Night People tries to be both a gritty account of life at the bottom of society in contemporary Edinburgh, and a heart-warming story of hope. The interaction of these two concepts ultimately felt too contrived: I needed to be better convinced that some of the characters really could break out from their stereotypes in the way the film wanted me to believe.
The film is entirely character-driven. It is centred on several disparate groups of people, who are merely living out events at the same time and in the same city. The screenplay constantly switches between their individual plots. Night People might be described as a series of short films on similar themes that have been carefully edited together. But that would be unfair. The film needs this variety to disguise the fact that each of the characters spends most of their time in the same location. Unfortunately, since the film is developing half a dozen different stories at once, I think it struggles to give individual characters enough screen-time to engage fully with the audience.
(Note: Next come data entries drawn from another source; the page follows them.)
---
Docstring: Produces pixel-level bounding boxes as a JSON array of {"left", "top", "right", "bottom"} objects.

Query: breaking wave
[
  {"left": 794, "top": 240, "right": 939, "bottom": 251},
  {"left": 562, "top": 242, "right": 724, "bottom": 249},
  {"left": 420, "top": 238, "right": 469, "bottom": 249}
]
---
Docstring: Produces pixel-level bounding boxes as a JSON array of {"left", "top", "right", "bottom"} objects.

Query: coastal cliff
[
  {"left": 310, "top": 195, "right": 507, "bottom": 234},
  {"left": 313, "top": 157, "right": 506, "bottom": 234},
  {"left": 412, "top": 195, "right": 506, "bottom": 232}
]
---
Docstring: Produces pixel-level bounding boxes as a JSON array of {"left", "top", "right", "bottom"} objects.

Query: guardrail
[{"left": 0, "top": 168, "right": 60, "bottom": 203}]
Night People has a lot going for it. Visually it is very well crafted. The film makes clever use of Edinburgh's ever-changing light and sky to create some visually stunning interludes, which give the other scenes a sense of time and place. The script is strong: Some fantastic one-liners, and the kind of small observations on the human condition that everyone can relate to. Perhaps some of the funniest lines are delivered a 'wee' bit too quickly for non-Scottish audiences to comprehend. Overall the acting is first class, in spite of the relative inexperience of most of the cast.
But in the final analysis, Night People doesn't quite hang together. It's on the verge of being a really good film, but yet it left me feeling hollow.